Hankins employed plyometrics, continuous high-intensity jumping exercises, every week in an attempt to gain the strength to perform her own rigorous choreography. But during our interview, she seemed comfortable, even excited, at the idea that she might have fallen and failed that day at Conduit—or at any performance—and that if she did, it might all just be part of her work.

"The last night that I performed, everything seemed to come together into this really wonderful moment. There was the wedding happening in the room above me and the 'Chicken Dance' started playing. No one would look at me. It totally failed. The whole fucking thing crumbled! All suspension of disbelief was gone, because everyone was like 'WHOA, we're in the building with this poor girl with the "Chicken Dance" happening.' Right after that—thankfully—was the part where I wrestled 80 pounds of red fabric."

For now, the Nijinsky piece is done, but Hankins' new works sound just as ambitious. On the heels of her full-length show, she toured several cities with a new comedy piece, Don't Lend the Hand That Feeds You, which explores her sexuality in ways she left up to my discretion to convey.

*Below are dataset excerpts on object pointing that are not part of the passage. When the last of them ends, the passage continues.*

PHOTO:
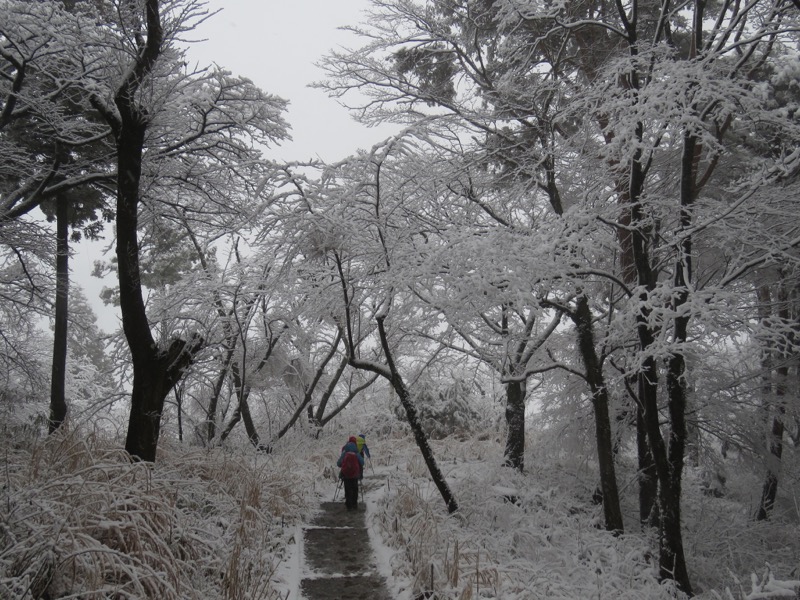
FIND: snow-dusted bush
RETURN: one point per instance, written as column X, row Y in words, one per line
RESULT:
column 80, row 520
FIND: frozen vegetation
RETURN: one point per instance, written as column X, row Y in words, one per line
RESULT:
column 80, row 520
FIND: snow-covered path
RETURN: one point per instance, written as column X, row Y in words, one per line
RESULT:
column 339, row 562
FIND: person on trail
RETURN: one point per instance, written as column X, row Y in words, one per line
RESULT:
column 351, row 464
column 363, row 450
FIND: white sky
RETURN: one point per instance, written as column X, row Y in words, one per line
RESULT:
column 275, row 43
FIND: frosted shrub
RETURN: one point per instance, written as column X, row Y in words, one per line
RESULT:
column 79, row 519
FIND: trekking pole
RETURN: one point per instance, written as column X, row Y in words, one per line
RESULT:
column 338, row 487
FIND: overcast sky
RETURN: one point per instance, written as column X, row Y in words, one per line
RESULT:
column 275, row 43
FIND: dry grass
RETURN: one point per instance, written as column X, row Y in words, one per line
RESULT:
column 80, row 520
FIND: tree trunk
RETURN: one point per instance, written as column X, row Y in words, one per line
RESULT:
column 775, row 409
column 153, row 378
column 603, row 436
column 514, row 455
column 155, row 370
column 403, row 394
column 648, row 479
column 58, row 402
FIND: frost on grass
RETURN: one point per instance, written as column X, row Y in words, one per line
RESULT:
column 80, row 520
column 538, row 536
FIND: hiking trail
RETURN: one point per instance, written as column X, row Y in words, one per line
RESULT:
column 338, row 562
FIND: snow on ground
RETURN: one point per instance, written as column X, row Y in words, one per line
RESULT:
column 80, row 519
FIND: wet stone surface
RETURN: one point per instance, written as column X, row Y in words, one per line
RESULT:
column 339, row 561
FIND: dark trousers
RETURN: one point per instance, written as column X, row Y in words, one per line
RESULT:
column 351, row 493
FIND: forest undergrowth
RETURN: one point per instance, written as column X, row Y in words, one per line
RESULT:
column 80, row 520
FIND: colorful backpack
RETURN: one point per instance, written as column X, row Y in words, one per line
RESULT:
column 351, row 469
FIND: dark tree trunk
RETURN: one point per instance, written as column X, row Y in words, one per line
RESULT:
column 58, row 402
column 242, row 412
column 514, row 455
column 775, row 411
column 603, row 436
column 155, row 370
column 324, row 420
column 179, row 405
column 403, row 394
column 153, row 378
column 213, row 403
column 308, row 393
column 648, row 479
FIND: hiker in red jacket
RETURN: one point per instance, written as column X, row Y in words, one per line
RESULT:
column 351, row 464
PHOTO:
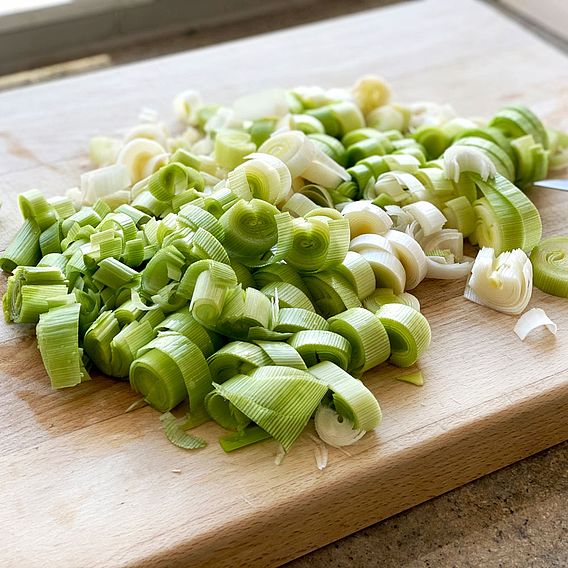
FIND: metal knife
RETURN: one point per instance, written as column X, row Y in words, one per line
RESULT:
column 561, row 184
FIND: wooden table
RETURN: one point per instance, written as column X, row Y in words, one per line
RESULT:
column 83, row 484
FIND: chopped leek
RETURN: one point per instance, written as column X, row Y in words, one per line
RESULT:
column 247, row 228
column 550, row 266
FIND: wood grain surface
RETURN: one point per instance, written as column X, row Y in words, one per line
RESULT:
column 85, row 485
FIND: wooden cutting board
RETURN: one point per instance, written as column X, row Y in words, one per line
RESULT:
column 83, row 484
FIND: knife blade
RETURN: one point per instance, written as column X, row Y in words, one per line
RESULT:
column 560, row 184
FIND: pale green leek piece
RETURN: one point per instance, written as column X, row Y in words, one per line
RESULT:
column 247, row 267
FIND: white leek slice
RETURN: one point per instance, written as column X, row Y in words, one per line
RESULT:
column 531, row 320
column 446, row 239
column 409, row 252
column 151, row 131
column 504, row 283
column 440, row 268
column 399, row 185
column 335, row 429
column 371, row 242
column 320, row 453
column 294, row 148
column 104, row 182
column 325, row 171
column 389, row 271
column 298, row 205
column 352, row 400
column 136, row 155
column 400, row 218
column 370, row 92
column 458, row 159
column 428, row 216
column 364, row 217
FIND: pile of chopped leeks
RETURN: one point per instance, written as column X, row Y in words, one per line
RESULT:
column 255, row 264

On top of that, Hankins and three other local performance artists, Keyon Gaskin, Taka Yamamoto, and Lucy Lee Yim, have just this month received a prestigious grant from PICA's Precipice Fund in support of their new cross-disciplinary community project, Physical Education. "We're working on a series of programs that provide information and entry points into how people can view performance," Hankins explains. "So reading groups, lectures, and then curated performance events. Readings and lectures happen prior to the performances, and then that information is taken in by the attendees so that they feel like they develop more of a vocabulary."